3. If fill-soil has been placed around the tree, expose the tree’s flared base (root-collar), at the original soil line. By careful excavation of the soil the buried bark can dry. Remove soil within about one foot of the trunk and down until the large, buttress roots are exposed.
4. Leave the root-collar exposed. If necessary, provide drainage to prevent water from collecting around the root-crown during the winter. Cover the excavated area with a grate or decking if it is deep, or if you use the area around the tree.
Trees that have had moist soil around their bases often develop decay in the root- crown. Such trees are often structurally weak and prone to fall, even if their tops appear healthy.
5. Allow turf in the unirrigated area to die and slowly decompose.
6. Remove ornamentals that require frequent irrigation.
7. Water drought tolerant plants no more than monthly. Hand water or use a soaker hose.
8. High-Nitrogen fertilization usually is not necessary and may encourage the disease or even slow recovery.
Select plants that will tolerate the dry soils and partial shade typically found beneath native oaks during the summer. Many of California’s native plants are well suited to this environment; they are also attractive and pest resistant. These plants are available from nurseries specializing in native plants (see Nurseries). Many exotic species also perform well and are available at local nurseries. Plant ornamentals requiring full sun outside the dripline.
Only drought-tolerant plants that require no summer water should be planted around old established oaks, and they should be planted no closer than six feet from the base of the tree.
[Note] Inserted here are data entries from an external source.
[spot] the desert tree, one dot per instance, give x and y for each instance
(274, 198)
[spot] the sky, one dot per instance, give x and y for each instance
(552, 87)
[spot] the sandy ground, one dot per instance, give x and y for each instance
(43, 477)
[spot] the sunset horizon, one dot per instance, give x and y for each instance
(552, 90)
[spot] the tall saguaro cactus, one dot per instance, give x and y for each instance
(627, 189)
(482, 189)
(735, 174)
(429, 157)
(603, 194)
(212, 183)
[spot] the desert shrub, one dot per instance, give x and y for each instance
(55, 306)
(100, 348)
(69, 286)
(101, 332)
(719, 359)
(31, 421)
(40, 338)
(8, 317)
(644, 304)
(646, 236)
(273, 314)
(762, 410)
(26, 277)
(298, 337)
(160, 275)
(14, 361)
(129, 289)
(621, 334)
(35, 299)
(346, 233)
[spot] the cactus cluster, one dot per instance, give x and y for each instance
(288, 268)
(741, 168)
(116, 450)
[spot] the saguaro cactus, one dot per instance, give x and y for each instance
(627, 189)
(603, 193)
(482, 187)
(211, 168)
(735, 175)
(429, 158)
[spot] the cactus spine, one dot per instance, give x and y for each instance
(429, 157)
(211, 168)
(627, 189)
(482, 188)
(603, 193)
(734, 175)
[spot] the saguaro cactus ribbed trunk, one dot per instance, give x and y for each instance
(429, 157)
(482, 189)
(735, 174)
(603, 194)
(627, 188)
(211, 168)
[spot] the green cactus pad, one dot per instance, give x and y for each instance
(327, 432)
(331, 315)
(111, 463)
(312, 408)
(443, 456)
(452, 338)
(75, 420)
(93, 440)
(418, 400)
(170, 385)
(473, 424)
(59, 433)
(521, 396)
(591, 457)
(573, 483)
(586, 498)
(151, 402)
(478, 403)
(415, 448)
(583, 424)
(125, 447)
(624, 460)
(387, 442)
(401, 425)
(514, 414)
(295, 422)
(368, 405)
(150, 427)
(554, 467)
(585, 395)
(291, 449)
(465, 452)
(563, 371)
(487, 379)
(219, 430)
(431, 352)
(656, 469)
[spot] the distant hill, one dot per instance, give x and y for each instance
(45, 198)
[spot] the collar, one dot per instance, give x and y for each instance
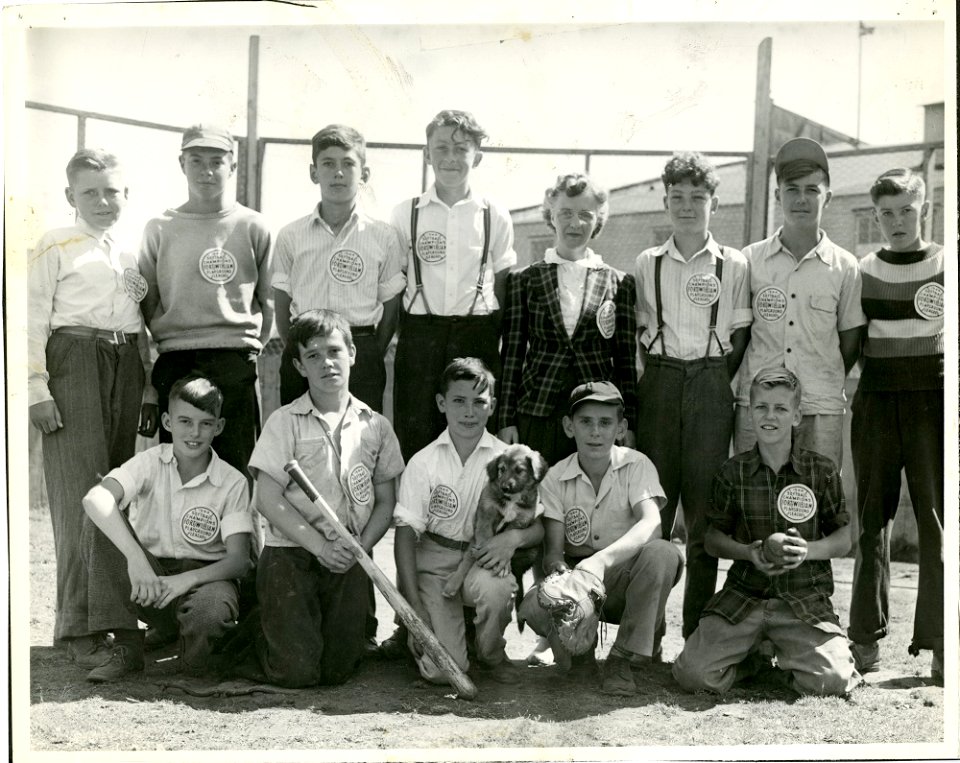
(753, 460)
(430, 197)
(823, 249)
(670, 247)
(213, 472)
(100, 235)
(590, 259)
(570, 469)
(303, 406)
Do not plant
exotic grasses, ivy, azaleas, rhododendrons, or any other vegetation that needs summer irrigation.
Such plants develop thick mats of roots and thus inhibit the exchange of air and water the established oak has grown used to.
There are a number of plants, some of which are native to California, that can be grown beneath oaks. For an extensive listing of compatible plants useful for landscaping around oaks, contact the California Oak Foundation.
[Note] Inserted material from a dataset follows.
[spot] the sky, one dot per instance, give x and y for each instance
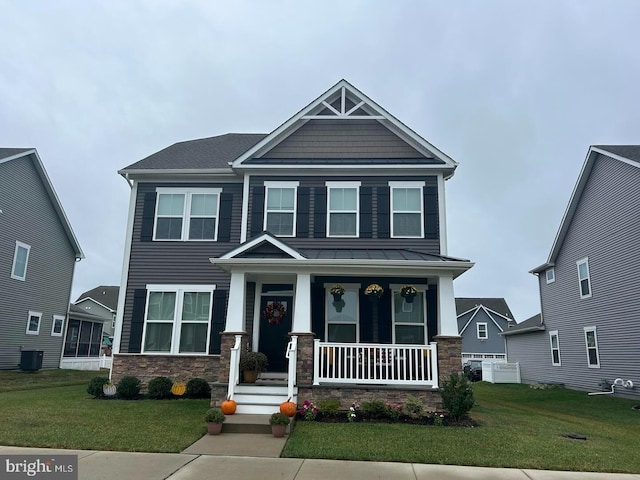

In place of plants, other types of ground cover can be used to landscape beneath oaks. When installed properly, cobbles, gravel, and wood chips are good examples of ground covers that do not interfere with the roots’ ability to obtain oxygen and appropriate moisture.
Native oaks usually do not require irrigation as they are well adapted to dry summer conditions.
Healthy oaks are even able to survive the excessively dry summers sometimes brought on by California’s variable climate. But if an oak has been compromised, as when impervious surfaces have been placed in the root zone, occasional water may be helpful if done properly. Oaks should be irrigated only outside of the root protection zone. Persistent, moist, warm soil near the base of a mature oak promotes crown and root rot.
Irrigation, if done, should be by the “deep watering method,” which consists of a slow, all-day soaking only once or twice during the summer dry period. Frequent, shallow watering not only encourages crown and root rot, it also results in the growth of ineffective shallow roots near the surface, a needless waste of the tree’s energy.
If oaks need supplemental watering, it is best to apply the water at times that lengthen the normal rainy season, so the normal dry period in the middle to the end of summer is preserved. For
example, additional irrigation would be appropriate in May and September, while leaving the area under the tree dry in July and August.”
For management purposes, think of a tree’s root zone as extending out at least one-third farther than the distance to the dripline. This means no grading, digging, trenching, fill-soils, covering the ground with asphalt or concrete, or landscaping with plants that require more than two or three summer waterings.
It is preferable to retain natural litter (fallen leaves, twigs, and bark) or add mulch to cover the soil surface.
If the tree has bare ground in the absorbing root zone, raised canopy, over-pruning, soil compaction or pavement, incompatible plantings and wrong irrigation for a native oak, that should be the first line of corrections. Without correction of the basic growing conditions, no treatment, chemical or biological will help it significantly.